Recently, experts discovered that flaw and noted that using it would allow unauthorized users to upload and run shells or almost any type of code on supposedly secure systems. This led to the creation of a vulnerability alert designated CVE-2018-9206 in October. But, the ease at which the flaw was discovered by a security researcher implies that professional hackers, whose sole aim is to search for vulnerabilities such as this, probably already have discovered it. After all, despite the publicity, patches and fixes brought about in the aftermath, a similar high-impact attack happened just a few weeks later, in which Bitcoin-thieving malware was unleashed on a popular NPM lib downloaded by millions every week.
The Butler Did It
Like jQuery, Jenkins is an open source offering, and one of the most popular of its kind. With its helpful servant-like name, it makes sense that Jenkins is used as an automation server by development teams in many industries. When Jenkins is functioning correctly, it’s an extremely helpful tool. However, newly discovered flaws, and one recently uncovered crypto mining operation that is truly massive in scale, suggests that Jenkins was also doing a lot of work for the bad guys.
One of the most dangerous Jenkins vulnerabilities is called Java deserialization, which is designated as CVE-2017-1000353. It’s a complex attack, but one that has been around for a while. An attacker must submit two requests. The first one starts a bidirectional channel for downloading which is initially rejected by the server. However, the second request adds an upload channel which contains a payload with whatever commands the attacker wants, and utilizes the payload.jar script. Once the second request is sent, the communication is allowed on unpatched Jenkins servers.
Even on patched servers, exploits exist. For example, when running Jenkins in a Windows environment, by default it uses the NT AUTHORITY\SYSTEM account to authorize users. This is dangerous because SYSTEM is granted full permissions on Windows servers. Developers can change the authority account, but often don’t. Their logic not to do so is based on the fact that Jenkins has been around forever, so people figure that any vulnerabilities have been patched a long time ago.

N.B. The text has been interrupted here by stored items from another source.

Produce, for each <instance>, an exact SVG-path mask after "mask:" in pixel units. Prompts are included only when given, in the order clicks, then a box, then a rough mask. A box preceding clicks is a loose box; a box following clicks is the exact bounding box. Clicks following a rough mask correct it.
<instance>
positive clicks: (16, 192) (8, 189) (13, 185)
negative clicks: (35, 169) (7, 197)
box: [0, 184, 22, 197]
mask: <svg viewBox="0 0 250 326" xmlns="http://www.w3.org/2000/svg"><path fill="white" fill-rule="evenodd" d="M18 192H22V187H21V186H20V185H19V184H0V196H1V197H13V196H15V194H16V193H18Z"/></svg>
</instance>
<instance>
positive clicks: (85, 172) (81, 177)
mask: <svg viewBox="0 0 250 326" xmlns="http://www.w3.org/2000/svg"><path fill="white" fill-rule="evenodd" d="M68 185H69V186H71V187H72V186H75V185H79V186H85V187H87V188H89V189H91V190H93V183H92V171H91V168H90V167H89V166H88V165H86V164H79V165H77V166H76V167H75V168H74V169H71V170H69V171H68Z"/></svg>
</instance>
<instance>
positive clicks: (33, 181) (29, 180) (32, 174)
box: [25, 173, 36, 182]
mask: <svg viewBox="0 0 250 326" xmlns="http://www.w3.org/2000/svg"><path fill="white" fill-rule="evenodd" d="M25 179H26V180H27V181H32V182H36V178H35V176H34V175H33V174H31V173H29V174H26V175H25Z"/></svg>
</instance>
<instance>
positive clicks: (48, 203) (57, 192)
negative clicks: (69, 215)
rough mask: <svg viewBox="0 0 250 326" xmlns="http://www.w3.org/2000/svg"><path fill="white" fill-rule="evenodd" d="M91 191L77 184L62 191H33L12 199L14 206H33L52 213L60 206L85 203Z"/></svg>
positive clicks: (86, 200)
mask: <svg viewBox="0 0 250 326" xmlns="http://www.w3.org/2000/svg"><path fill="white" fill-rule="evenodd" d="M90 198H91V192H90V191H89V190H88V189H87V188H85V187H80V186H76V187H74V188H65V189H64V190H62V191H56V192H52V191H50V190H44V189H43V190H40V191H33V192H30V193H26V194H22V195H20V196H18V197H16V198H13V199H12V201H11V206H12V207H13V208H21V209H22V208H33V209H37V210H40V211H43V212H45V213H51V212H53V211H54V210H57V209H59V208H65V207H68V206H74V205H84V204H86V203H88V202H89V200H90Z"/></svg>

Most recently, a hacker used these aging Jenkins vulnerabilities to compromise several servers. The goal was adding a crypto miner program on every vulnerable Jenkins instance they could find. The miners took up valuable computing resources in their constant search for cryptocurrency. So far, they have found approximately 10,800 Monero crypto coins, with a value of almost $3.5 million.
What is Old is New Again
In both of these examples, vulnerabilities are being exploited by opportunistic attackers on platforms that many people consider to be safe. On the defensive side, the lack of security-aware development is allowing these hackers to breathe new life into old tricks. And despite a new round of success using aging vulnerabilities, many organizations have no plan in place to stop this vicious cycle.
Just because something is old does not mean that it’s harmless. And just because common libraries and resources have been around for years doesn’t mean that they are completely secure (for example, the No. 9 entry in the current OWASP top 10 is dedicated to dealing with Using Components With Known Vulnerabilities). Only through diligence and constant security training can we protect ourselves not only from dangerous threats creeping over the horizon, but also those which have already settled insidiously into our own backyards.